"I am part of the resistance, yes. But the bombing..." I shook my head. "That was supposed to be a peaceful demonstration. A few members went rogue, took things too far. Septimus and Tarshi were there trying to stop it from happening. You saw them. They've been missing ever since."
"Missing or dead?"
"I don't know." The admission came out as a whisper. "No one knows. They just... vanished in the chaos."
Jalend was quiet for a long moment, processing everything I'd told him. When he finally spoke, his voice was strange, distant.
"How many times?" he asked.
"What?"
“My family have slaves. Family friends do. I know how they’re treated, especially the women. How many times have you been hurt? Really hurt?" He looked up at me, and I saw something breaking behind his eyes. "How many times have men... have they..."
He couldn't finish the question, but I understood what he was asking. The concern in his voice, the careful way he was looking at me—it wasn't the reaction I'd expected.
"Too many to count," I said honestly. "In the ludus, female gladiators were considered... entertainment in more ways than one. The guards, sometimes other gladiators, occasionally wealthy patrons who wanted a private show." I wrapped my arms around myself, suddenly cold. "It was part of the life. You learned to endure it, or you didn't survive."
"Gods." The word came out like a prayer. "Livia, I'm so sorry. I'm so fucking sorry."
The gentleness in his voice was worse than his anger had been. I could have handled fury, indignation, disgust. But this tender concern for wounds I'd thought were healed was undoing me.
"Don't," I said sharply. "Don't pity me. I survived. I'm here. That's more than most can say."
"It's not pity." He stood up, taking a step toward me. "It's... God, how did you bear it? How did you come through all of that and still..."
"Still what? Still be capable of murder?" I laughed harshly. "Because that's what you saw today, Jalend. That's who I reallyam underneath all the pretence. A killer who learned that sometimes violence is the only language people understand."
"No." His voice was firm. "That's not who you are. That's what they made you into. There's a difference."
"Is there?" I challenged. "Because I wanted to kill her today. When she said those things about Tarshi, about Septimus, about me—I wanted her blood on my hands. And part of me still does."
"What did she say?" His voice had gone quiet, dangerous again. "Tell me exactly what she said."
I hesitated, not wanting to repeat Valeria's poison. But he deserved to know what had triggered my breakdown.

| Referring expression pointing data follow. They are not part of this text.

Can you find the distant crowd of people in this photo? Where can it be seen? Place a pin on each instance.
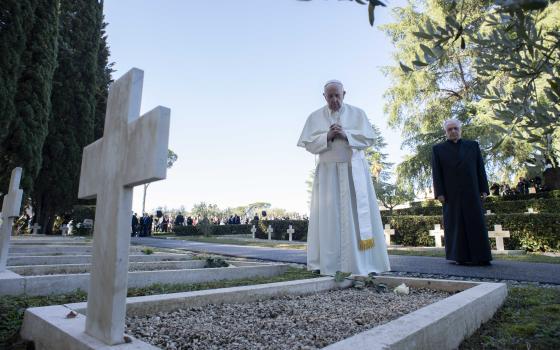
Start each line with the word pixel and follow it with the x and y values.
pixel 146 224
pixel 523 186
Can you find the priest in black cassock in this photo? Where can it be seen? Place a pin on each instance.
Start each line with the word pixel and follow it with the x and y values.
pixel 460 184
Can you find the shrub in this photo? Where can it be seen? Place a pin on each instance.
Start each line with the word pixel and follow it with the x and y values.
pixel 544 205
pixel 535 232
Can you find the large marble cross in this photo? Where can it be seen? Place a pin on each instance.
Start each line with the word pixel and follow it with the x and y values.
pixel 10 210
pixel 437 233
pixel 133 151
pixel 253 231
pixel 290 232
pixel 499 234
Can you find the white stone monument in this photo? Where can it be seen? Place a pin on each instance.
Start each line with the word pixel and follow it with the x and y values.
pixel 133 151
pixel 290 231
pixel 437 233
pixel 11 206
pixel 253 231
pixel 499 234
pixel 35 228
pixel 388 231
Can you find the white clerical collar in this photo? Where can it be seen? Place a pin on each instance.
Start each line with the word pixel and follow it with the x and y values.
pixel 335 114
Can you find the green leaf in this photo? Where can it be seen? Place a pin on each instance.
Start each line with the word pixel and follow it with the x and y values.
pixel 427 50
pixel 419 63
pixel 405 68
pixel 423 35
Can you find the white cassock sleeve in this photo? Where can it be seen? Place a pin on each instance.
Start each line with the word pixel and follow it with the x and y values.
pixel 360 136
pixel 313 137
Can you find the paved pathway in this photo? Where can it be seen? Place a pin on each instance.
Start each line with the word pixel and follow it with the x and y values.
pixel 500 269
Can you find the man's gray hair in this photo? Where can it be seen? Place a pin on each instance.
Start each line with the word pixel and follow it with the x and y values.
pixel 333 81
pixel 452 120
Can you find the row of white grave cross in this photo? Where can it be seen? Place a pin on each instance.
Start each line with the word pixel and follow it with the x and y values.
pixel 499 234
pixel 270 230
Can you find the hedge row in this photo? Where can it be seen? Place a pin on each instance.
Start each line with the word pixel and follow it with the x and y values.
pixel 536 232
pixel 279 226
pixel 213 230
pixel 545 195
pixel 550 205
pixel 540 232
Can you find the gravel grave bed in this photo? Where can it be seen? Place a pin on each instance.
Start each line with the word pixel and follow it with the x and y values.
pixel 288 322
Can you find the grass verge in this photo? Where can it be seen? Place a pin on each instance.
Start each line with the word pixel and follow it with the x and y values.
pixel 234 241
pixel 12 308
pixel 529 319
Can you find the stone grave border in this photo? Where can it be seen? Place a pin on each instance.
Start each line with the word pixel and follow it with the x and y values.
pixel 14 284
pixel 432 327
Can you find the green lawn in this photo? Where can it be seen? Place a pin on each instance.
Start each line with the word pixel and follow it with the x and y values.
pixel 529 319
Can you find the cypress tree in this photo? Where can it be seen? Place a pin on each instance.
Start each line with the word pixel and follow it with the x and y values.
pixel 28 130
pixel 71 125
pixel 16 18
pixel 104 71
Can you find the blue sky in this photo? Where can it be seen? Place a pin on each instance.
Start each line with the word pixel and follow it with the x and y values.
pixel 241 77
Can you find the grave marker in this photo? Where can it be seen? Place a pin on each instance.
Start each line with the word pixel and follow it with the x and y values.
pixel 133 151
pixel 388 233
pixel 253 231
pixel 499 235
pixel 11 206
pixel 269 230
pixel 290 231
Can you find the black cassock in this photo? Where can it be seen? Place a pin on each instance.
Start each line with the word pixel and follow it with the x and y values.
pixel 459 175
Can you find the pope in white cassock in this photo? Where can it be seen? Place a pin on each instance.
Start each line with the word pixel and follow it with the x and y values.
pixel 345 231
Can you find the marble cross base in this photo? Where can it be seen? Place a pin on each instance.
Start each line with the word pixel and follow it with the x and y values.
pixel 50 328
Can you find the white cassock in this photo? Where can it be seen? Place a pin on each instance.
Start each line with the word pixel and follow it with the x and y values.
pixel 345 231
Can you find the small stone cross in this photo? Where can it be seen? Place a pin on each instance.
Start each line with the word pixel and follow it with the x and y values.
pixel 437 233
pixel 133 151
pixel 10 209
pixel 290 231
pixel 253 231
pixel 35 228
pixel 499 234
pixel 388 231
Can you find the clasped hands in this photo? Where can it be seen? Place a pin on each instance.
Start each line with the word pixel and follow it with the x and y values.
pixel 336 132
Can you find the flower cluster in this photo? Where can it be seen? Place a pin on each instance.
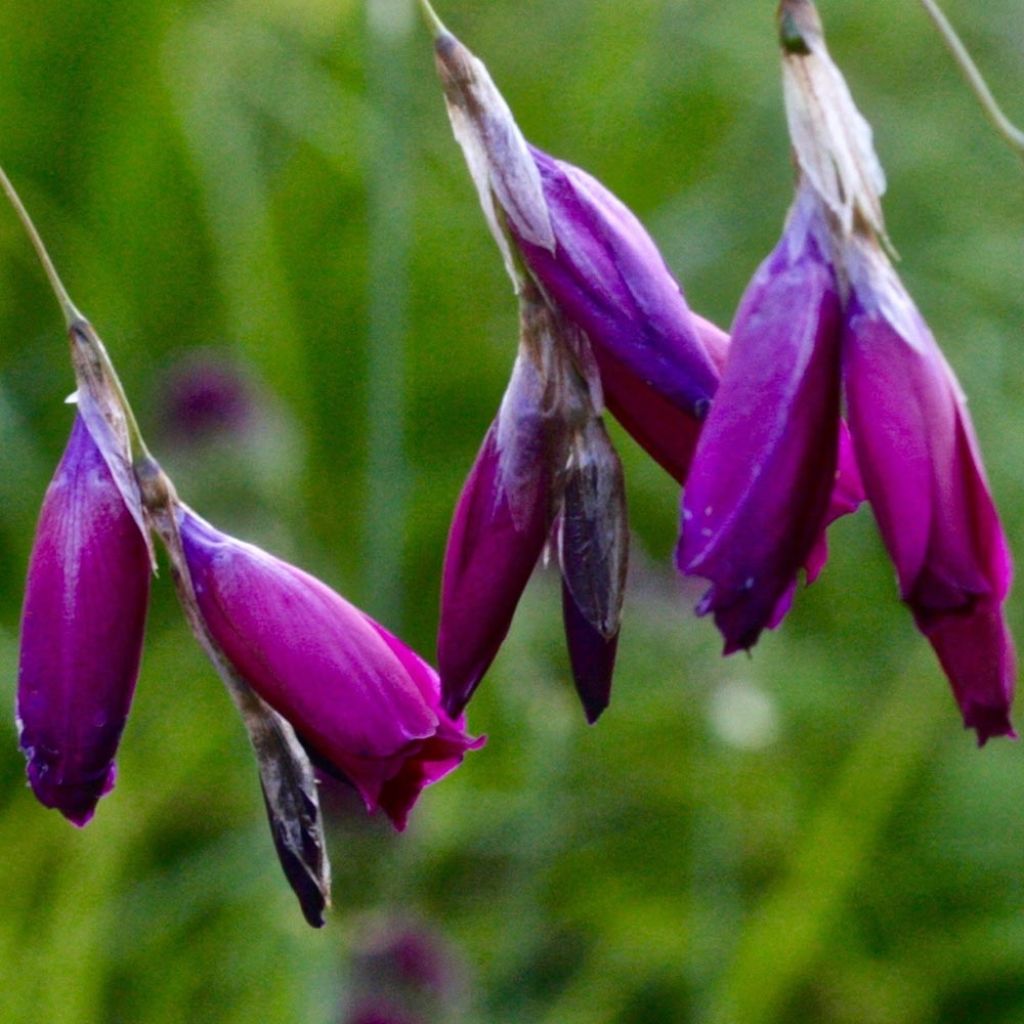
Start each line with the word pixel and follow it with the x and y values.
pixel 577 251
pixel 824 314
pixel 751 425
pixel 316 680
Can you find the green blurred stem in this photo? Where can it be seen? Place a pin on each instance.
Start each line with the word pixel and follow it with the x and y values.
pixel 1013 135
pixel 76 322
pixel 389 197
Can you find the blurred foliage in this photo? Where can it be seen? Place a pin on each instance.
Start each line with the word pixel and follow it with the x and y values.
pixel 804 835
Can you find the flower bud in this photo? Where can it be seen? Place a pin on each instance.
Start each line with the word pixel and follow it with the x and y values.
pixel 759 491
pixel 365 706
pixel 924 477
pixel 82 628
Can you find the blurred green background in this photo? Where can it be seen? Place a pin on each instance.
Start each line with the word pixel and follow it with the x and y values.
pixel 270 186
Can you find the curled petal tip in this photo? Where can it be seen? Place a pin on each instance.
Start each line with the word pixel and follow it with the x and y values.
pixel 358 699
pixel 592 657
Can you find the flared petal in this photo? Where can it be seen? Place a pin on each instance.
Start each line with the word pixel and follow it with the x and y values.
pixel 759 491
pixel 359 705
pixel 82 628
pixel 924 477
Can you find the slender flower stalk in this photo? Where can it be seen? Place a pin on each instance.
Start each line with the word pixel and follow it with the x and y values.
pixel 1012 135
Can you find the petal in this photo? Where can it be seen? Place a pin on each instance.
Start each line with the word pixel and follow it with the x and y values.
pixel 609 278
pixel 923 474
pixel 498 534
pixel 357 706
pixel 761 482
pixel 82 630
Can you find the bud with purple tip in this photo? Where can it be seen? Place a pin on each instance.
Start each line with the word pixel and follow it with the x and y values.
pixel 827 308
pixel 759 491
pixel 925 480
pixel 657 366
pixel 364 705
pixel 82 630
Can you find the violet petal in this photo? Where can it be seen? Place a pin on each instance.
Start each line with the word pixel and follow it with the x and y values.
pixel 592 655
pixel 608 276
pixel 82 628
pixel 760 485
pixel 925 480
pixel 496 540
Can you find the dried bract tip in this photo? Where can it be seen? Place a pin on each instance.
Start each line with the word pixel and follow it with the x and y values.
pixel 830 139
pixel 593 536
pixel 496 152
pixel 365 706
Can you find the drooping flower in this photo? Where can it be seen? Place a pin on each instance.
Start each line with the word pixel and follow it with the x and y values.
pixel 656 366
pixel 365 706
pixel 927 485
pixel 500 526
pixel 82 629
pixel 759 491
pixel 546 463
pixel 826 308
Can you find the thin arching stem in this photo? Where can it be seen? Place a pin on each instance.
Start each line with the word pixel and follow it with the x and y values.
pixel 76 321
pixel 67 306
pixel 435 25
pixel 1013 135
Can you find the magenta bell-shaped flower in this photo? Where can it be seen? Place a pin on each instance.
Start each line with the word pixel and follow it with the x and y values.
pixel 925 480
pixel 488 559
pixel 82 628
pixel 365 706
pixel 759 489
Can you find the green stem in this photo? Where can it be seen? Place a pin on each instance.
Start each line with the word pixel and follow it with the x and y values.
pixel 67 306
pixel 76 322
pixel 434 24
pixel 1013 135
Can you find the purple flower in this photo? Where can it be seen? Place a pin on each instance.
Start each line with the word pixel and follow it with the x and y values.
pixel 759 489
pixel 82 628
pixel 366 707
pixel 656 366
pixel 925 480
pixel 488 560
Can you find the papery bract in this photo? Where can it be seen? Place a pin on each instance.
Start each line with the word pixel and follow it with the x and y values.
pixel 759 489
pixel 82 629
pixel 924 477
pixel 365 706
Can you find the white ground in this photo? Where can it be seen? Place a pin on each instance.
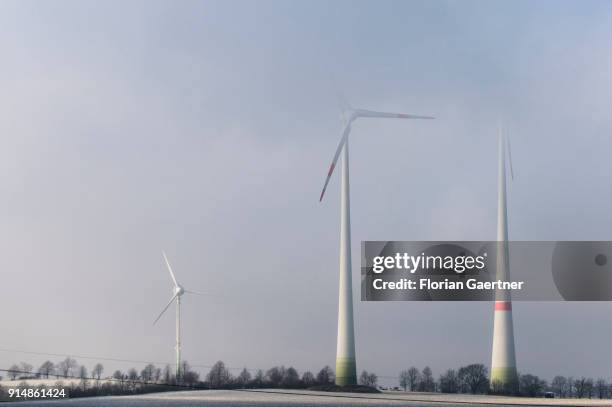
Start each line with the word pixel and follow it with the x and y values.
pixel 255 398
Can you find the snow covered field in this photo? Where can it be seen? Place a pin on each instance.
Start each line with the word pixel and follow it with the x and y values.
pixel 226 398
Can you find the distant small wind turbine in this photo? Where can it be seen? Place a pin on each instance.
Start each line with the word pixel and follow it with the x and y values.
pixel 346 366
pixel 178 292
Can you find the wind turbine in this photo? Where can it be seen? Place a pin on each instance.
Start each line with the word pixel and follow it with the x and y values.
pixel 503 358
pixel 178 292
pixel 346 366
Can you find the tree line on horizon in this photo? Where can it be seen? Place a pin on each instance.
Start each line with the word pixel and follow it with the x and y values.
pixel 472 379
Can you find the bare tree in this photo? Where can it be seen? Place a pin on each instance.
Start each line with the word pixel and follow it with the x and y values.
pixel 308 379
pixel 259 378
pixel 581 386
pixel 26 368
pixel 133 374
pixel 325 376
pixel 559 386
pixel 218 376
pixel 83 377
pixel 46 369
pixel 427 381
pixel 147 373
pixel 414 377
pixel 67 367
pixel 589 387
pixel 190 377
pixel 404 380
pixel 602 388
pixel 244 378
pixel 474 377
pixel 449 382
pixel 368 379
pixel 275 375
pixel 531 385
pixel 13 372
pixel 118 375
pixel 167 374
pixel 97 371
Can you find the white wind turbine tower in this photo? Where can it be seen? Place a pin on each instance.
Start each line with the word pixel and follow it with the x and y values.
pixel 503 360
pixel 178 292
pixel 346 367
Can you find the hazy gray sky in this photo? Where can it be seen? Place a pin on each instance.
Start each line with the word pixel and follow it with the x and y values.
pixel 206 129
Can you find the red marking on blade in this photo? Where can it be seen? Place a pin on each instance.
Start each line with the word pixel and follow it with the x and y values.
pixel 503 306
pixel 331 169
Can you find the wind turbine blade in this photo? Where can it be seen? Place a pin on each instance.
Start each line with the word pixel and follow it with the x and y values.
pixel 165 308
pixel 345 133
pixel 170 269
pixel 372 113
pixel 510 157
pixel 195 292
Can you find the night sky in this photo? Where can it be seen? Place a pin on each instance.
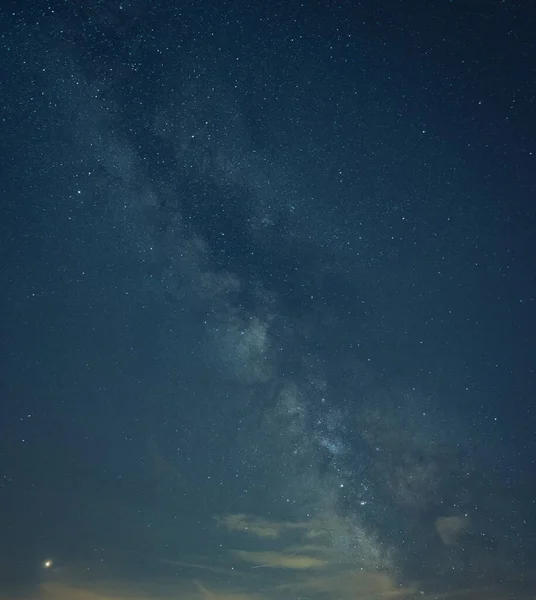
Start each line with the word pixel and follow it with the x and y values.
pixel 267 321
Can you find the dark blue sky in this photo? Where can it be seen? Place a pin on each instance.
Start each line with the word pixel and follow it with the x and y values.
pixel 268 303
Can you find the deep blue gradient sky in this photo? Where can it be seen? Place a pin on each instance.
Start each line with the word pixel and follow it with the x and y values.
pixel 268 298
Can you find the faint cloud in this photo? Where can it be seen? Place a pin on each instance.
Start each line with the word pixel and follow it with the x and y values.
pixel 281 560
pixel 451 529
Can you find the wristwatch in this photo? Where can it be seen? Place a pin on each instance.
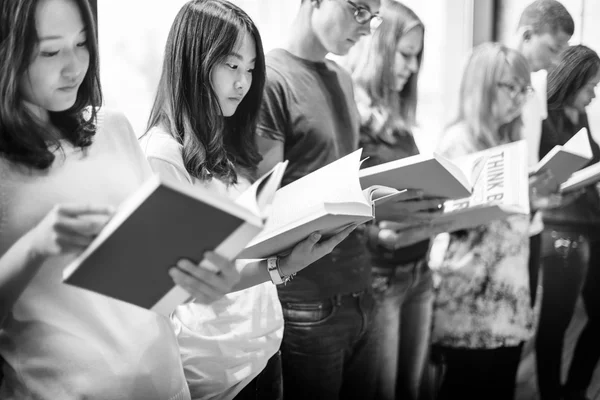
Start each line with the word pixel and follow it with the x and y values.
pixel 273 268
pixel 277 277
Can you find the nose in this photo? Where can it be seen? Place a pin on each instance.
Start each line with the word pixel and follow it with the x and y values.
pixel 364 29
pixel 243 81
pixel 73 65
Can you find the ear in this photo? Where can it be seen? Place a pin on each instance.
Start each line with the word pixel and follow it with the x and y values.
pixel 525 33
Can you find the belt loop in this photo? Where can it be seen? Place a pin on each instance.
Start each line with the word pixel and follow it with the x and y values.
pixel 337 299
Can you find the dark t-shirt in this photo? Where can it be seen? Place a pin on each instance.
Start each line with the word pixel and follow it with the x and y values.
pixel 309 106
pixel 583 213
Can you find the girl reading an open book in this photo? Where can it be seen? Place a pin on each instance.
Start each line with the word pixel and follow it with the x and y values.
pixel 385 69
pixel 482 311
pixel 201 131
pixel 65 164
pixel 570 237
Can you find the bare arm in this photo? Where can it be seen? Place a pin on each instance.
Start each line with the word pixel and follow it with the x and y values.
pixel 66 228
pixel 18 266
pixel 271 151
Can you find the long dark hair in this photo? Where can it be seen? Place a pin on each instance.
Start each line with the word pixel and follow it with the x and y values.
pixel 203 34
pixel 23 138
pixel 577 65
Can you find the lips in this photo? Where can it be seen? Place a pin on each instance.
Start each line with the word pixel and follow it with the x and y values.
pixel 69 88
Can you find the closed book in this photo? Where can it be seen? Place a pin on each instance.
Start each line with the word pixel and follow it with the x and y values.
pixel 161 223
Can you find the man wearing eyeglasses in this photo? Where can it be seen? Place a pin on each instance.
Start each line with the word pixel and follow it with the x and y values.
pixel 309 117
pixel 544 30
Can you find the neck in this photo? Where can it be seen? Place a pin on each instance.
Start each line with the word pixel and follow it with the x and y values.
pixel 303 41
pixel 572 114
pixel 517 43
pixel 39 112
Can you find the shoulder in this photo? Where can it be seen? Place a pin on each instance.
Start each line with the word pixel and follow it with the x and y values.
pixel 114 125
pixel 159 144
pixel 342 73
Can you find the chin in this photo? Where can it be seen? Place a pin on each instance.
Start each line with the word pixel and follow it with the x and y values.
pixel 61 106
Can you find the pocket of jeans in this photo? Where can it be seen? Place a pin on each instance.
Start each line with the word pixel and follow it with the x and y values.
pixel 308 314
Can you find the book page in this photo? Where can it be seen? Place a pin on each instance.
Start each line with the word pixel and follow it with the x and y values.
pixel 562 161
pixel 579 144
pixel 435 176
pixel 582 178
pixel 503 180
pixel 335 183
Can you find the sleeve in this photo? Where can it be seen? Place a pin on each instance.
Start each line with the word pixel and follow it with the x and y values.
pixel 169 171
pixel 274 119
pixel 119 122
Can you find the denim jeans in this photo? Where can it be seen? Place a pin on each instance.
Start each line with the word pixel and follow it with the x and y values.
pixel 565 257
pixel 402 324
pixel 476 374
pixel 328 350
pixel 268 385
pixel 587 351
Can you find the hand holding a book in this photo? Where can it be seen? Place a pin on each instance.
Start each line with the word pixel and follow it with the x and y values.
pixel 544 193
pixel 412 207
pixel 396 235
pixel 68 228
pixel 208 281
pixel 312 249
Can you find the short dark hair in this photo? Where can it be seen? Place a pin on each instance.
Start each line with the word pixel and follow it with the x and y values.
pixel 547 16
pixel 203 34
pixel 577 65
pixel 23 138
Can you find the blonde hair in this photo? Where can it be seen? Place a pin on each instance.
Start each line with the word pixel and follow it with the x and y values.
pixel 479 92
pixel 371 63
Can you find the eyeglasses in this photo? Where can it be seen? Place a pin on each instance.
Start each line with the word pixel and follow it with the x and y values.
pixel 363 15
pixel 515 90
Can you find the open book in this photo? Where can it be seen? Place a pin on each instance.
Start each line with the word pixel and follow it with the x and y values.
pixel 327 200
pixel 435 175
pixel 162 222
pixel 501 190
pixel 582 178
pixel 564 160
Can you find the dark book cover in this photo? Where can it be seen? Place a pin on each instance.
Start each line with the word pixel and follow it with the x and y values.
pixel 160 224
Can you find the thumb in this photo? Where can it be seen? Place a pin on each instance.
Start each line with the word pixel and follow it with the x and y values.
pixel 315 237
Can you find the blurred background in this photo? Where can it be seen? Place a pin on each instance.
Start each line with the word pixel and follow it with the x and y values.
pixel 132 35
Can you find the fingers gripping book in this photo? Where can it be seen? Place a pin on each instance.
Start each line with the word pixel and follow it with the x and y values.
pixel 159 224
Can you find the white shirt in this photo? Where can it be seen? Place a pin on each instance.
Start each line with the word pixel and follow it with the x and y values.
pixel 534 112
pixel 226 344
pixel 63 342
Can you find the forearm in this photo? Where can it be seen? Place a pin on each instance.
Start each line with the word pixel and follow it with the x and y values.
pixel 253 273
pixel 18 266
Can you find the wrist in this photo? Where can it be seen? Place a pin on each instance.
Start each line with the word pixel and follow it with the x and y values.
pixel 285 266
pixel 32 251
pixel 279 270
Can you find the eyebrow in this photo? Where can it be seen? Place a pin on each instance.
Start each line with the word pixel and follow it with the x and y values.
pixel 55 37
pixel 239 57
pixel 360 4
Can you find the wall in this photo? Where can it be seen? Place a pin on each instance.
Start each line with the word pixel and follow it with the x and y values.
pixel 587 31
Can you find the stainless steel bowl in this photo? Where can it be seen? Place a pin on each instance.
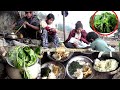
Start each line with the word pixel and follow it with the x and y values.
pixel 86 59
pixel 63 71
pixel 49 54
pixel 109 55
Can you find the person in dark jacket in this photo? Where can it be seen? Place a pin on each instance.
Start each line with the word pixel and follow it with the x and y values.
pixel 77 33
pixel 30 24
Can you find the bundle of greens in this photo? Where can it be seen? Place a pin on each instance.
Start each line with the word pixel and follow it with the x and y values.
pixel 104 23
pixel 73 67
pixel 22 56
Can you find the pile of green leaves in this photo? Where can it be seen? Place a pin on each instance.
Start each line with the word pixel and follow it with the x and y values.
pixel 73 67
pixel 104 23
pixel 23 56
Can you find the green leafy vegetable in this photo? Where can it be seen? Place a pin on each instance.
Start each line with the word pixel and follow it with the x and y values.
pixel 104 23
pixel 19 55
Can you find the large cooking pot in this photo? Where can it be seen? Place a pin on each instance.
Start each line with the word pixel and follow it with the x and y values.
pixel 11 36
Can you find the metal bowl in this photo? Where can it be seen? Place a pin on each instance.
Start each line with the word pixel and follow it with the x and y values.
pixel 109 55
pixel 11 36
pixel 86 59
pixel 63 71
pixel 49 54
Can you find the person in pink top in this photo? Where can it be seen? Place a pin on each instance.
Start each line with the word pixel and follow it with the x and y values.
pixel 78 33
pixel 49 31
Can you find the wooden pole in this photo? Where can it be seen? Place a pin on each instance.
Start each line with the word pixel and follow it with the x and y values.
pixel 64 25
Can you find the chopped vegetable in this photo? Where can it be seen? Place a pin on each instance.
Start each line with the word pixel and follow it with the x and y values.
pixel 73 67
pixel 104 23
pixel 22 57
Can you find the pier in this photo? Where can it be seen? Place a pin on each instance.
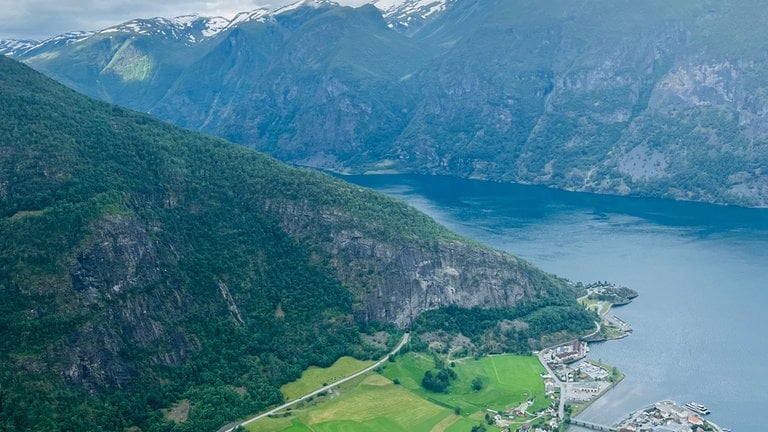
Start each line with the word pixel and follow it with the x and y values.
pixel 593 426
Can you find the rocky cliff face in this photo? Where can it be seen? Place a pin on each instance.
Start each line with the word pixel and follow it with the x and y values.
pixel 395 281
pixel 643 98
pixel 141 264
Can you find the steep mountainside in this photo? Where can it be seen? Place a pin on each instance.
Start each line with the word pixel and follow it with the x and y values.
pixel 626 97
pixel 158 278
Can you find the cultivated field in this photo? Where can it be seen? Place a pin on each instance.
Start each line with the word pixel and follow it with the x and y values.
pixel 315 377
pixel 375 403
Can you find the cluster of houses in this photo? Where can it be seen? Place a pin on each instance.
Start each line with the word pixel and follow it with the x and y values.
pixel 665 416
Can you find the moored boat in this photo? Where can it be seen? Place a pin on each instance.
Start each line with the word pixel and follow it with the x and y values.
pixel 697 408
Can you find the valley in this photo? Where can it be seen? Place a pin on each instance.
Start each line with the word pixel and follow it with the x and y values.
pixel 314 216
pixel 624 98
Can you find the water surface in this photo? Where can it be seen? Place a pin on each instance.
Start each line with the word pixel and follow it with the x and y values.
pixel 701 272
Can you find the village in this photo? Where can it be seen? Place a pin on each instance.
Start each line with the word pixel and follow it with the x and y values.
pixel 668 416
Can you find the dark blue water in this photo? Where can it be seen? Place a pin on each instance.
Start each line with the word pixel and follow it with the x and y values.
pixel 701 271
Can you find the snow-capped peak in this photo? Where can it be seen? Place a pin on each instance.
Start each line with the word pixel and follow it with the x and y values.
pixel 308 3
pixel 405 13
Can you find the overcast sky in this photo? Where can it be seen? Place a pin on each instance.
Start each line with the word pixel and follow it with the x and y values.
pixel 41 19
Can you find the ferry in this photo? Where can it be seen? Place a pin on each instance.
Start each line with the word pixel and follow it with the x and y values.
pixel 697 408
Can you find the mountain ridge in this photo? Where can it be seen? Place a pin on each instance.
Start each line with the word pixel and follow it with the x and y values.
pixel 142 266
pixel 645 98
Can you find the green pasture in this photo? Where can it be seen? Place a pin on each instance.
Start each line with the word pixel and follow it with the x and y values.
pixel 508 380
pixel 375 403
pixel 315 377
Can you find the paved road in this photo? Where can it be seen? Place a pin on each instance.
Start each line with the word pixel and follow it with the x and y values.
pixel 563 386
pixel 402 343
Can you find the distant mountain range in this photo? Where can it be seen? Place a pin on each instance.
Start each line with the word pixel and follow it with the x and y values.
pixel 647 98
pixel 156 279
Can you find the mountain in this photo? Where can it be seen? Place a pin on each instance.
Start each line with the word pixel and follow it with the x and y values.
pixel 644 98
pixel 157 279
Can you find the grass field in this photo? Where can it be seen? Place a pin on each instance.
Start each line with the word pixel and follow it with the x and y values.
pixel 508 381
pixel 315 377
pixel 375 403
pixel 371 404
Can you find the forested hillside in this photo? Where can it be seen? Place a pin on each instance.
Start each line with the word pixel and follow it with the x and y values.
pixel 650 97
pixel 159 279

"She said I was a whore who couldn't keep her legs closed. That I'd raped my slaves, forced them to service me for my entertainment. She called Tarshi a beast and suggested I had unnatural appetites." The words tasted like acid. "And she said you'd told her all about me. About how desperate and pathetic I was. How you'd realized you could do better."
Jalend's face went through a series of emotions—shock, rage, something that might have been guilt. "I never... I would never tell her anything about you. About us."
"Wouldn't you?" I asked. "Because it's true, isn't it? All of it. I am a whore, by any reasonable definition. I have been with multiple men simultaneously. I am common-born, a criminal, a liar. Everything she said was accurate."
"Stop." He moved closer, his hands reaching for me before dropping back to his sides. "Stop saying those things about yourself."
"Why? Because the truth hurts?" I laughed bitterly. "I've been lying to you from the moment we met, Jalend. Everything about me is a fabrication designed to get what I wanted."
"And what did you want?" His voice was soft, careful.
The question hung between us, loaded with more meaning than either of us wanted to acknowledge. What had I wanted?To belong somewhere. To matter to someone who saw value in more than just my body or my sword arm. To believe, for just a little while, that I could be the woman he thought I was.
"I wanted to matter," I said finally. "To someone. To you." The admission felt like tearing open a wound. "I knew from the beginning that you could never really want someone like me. Not if you knew the truth. But I was selfish enough to take what I could get."
"You thought I wouldn't want you?" His voice cracked. "Livia, I was planning to..."
He stopped himself, but I could see the pain in his eyes, the weight of words he couldn't or wouldn't say.
"Planning to what?" I pressed.
"It doesn't matter now." He turned away from me. "Everything between us was built on lies. How can I trust anything you've said? How can I believe that any of it was real?"